In questi ultimi giorni, dopo aver riassoporato l’ambiente di Trigoria al suo terzo ritorno in giallorosso, ancora altre emozioni per Claudio Ranieri: in Napoli-Roma di domenica prossima sarà l’ex di turno e non vivrà certamente una giornata normale come tutte le altre.
Il tecnico romano ha sì allenato molte squadre nell’arco della sua lunghissima carriera, ma ogni volta che torna in terra partenopea rivive in pochi secondi attraverso la mente il suo passato tra le fila del Napoli che ha un sapore tutto speciale: la panchina degli azzurri è stata la prima importante da emergente dopo la splendida cavalcata col Cagliari dalla C1 alla serie A avvenuta nel triennio 1988/1989, 1989/90 e 1990/1991.
Napoli-Roma, per Ranieri il peggior avversario da affrontare
Chiamato a sostituire Juric, Ranieri, per l’esordio in questo campionato edizione 2024/25, ha già la preoccupazione di dover affrontare subito uno scoglio durissimo con la sua Roma.
La trasferta di Napoli non rappresenta una passeggiata di salute e considerata la crisi di risultati che ha investito Pellegrini e compagni (4 sconfitte nelle ultime 5 di A) lo stadio Diego Armando Maradona non è sicuramente la tappa migliore che si auspica di affrontare un allenatore appena arrivato in questo momenti di fragilità assoluta.

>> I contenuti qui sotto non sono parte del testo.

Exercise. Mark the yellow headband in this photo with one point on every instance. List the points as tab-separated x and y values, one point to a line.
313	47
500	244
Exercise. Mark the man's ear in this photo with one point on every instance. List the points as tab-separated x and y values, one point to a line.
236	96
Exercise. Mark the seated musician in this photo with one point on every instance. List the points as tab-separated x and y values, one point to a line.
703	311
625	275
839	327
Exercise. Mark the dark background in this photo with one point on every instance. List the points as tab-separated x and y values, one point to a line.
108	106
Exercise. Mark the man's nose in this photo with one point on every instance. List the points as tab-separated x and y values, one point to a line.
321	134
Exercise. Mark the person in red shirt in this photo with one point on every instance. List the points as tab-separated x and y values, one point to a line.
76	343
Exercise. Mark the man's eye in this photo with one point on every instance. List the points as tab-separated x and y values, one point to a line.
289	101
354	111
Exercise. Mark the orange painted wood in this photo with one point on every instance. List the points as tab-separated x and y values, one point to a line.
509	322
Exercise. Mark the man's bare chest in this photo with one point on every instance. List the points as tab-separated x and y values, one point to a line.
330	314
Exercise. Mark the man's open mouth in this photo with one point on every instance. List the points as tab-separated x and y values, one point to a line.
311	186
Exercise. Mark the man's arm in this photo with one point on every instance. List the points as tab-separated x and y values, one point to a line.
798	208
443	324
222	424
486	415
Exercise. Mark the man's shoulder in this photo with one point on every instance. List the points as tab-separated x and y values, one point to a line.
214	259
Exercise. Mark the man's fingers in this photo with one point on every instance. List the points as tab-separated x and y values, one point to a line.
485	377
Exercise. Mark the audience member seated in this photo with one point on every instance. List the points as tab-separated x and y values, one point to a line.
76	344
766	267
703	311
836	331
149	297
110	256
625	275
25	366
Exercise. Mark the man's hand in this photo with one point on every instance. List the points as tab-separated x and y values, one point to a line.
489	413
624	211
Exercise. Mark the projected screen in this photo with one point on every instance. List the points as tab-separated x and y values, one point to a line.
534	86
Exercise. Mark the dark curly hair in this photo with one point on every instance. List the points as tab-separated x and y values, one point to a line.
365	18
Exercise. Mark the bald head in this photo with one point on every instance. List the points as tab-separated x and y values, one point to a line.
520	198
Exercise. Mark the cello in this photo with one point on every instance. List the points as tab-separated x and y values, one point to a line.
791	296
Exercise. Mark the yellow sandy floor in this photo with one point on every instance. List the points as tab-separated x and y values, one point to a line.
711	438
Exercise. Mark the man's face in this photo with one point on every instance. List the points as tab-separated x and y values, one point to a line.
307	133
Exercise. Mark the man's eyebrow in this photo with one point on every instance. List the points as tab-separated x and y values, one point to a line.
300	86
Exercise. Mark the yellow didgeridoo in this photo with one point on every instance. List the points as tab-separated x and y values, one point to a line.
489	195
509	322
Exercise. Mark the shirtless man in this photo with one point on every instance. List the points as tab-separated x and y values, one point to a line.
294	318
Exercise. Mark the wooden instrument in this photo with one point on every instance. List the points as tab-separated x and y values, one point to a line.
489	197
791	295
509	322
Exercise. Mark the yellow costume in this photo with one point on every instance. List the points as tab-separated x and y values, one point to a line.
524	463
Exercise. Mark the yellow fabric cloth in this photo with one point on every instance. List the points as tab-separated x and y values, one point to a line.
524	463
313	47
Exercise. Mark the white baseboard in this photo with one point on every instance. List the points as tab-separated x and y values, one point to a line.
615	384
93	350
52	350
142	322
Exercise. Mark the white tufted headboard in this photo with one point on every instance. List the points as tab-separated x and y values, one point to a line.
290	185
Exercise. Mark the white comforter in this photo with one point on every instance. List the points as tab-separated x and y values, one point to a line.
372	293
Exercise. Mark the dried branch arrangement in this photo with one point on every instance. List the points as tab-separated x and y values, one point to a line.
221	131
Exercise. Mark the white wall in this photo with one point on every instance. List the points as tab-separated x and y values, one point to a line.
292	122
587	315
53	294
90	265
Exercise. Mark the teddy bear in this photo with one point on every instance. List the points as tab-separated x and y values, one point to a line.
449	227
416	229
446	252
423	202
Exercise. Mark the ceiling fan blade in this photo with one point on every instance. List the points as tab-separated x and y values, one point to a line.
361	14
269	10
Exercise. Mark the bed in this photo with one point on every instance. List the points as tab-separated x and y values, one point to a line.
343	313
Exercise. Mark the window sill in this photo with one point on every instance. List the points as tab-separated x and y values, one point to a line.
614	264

Del resto i giallorossi guidati dal nuovo condottiero vanno ad affrontare solo il peggior avversario: la squadra che attualmente comanda in vetta e guarda tutti dall’alto verso il basso. La Roma compreso distante addirittura 13 punti dopo nemmeno 12 turni disputati frutto di 3 vittorie, 5 pareggi e 4 sconfitte.
L’architetto del post Maradona
Nella stagione 1991/92 il Napoli, ormai orfano del Pibe de Oro accasatosi nel frattempo al Siviglia, ha l’obiettivo di ripartire con nuove idee ma soprattutto con nuovi interpreti.
Il presidente Ferlaino quindi si adopera per compiere un vero e proprio cambiamento: al fine di lasciarla competitiva (pur sapendo che la concorrenza è nettamente più forte) lavora per mantenere a tutti i costi la qualità della rosa elevata.
Anche in dirigenza cambia. Via Luciano Moggi che si accasa al Torino, fa largo all’arrivo di Giorgio Perinetti. Via Bigon (l’allenatore degli utlimi trofei) sceglie Claudio Ranieri, giovane e rampante allenatore con esperienza pari a un anno di A, deputato ad arruolarsi come l’architetto del post Maradona.
Il tecnico, ha l’arduo compito di risollevare le sorti di una compagine che solo l’anno prima contro ogni rosea previsione inaspettatamente arriva 8ª e sfruttando l’innesto di giocatori non di primissimo piano ma sicuramente interessanti e di prospettiva come Michele Padovano, Michele Tarantino e Laurent Blanc, alla fine Claudio Ranieri svolge un egregio lavoro.
La qualificazione UEFA al primo colpo, via al secondo anno
Al primo anno se al termine del girone di andata si piazza secondo alle spalle a sole sei lunghezze dal grande Milan, lasciando la sensazione a tutti di poter riportare nuovamente il Napoli ai fasti di qualche anno prima (indici positivi l’exploit di Zola ritenuto l’erede di Maradona, il ritorno alla vena realizzativa di un rinato Careca), al ritorno le cose cambiano.
Per via di qualche intoppo di troppo, complice una difesa traballante nonostante la presenza di giocatori espertissimi come Ferrara e Alemao, si proietta verso una situazione di classifica tuttosommato accettabile perché migliorata se comparata con quella dell’anno precedente. Termina con un quarto posto che vale la partecipazione alla successiva edizione della Coppa UEFA.
Al secondo invece la conduzione della squadra priva di Alemao e Blanc gli viene tolta per l’andamento negativo di 5 sconfitte nelle prime 9 partite e la conseguente prematura eliminazione dalla Coppa UEFA.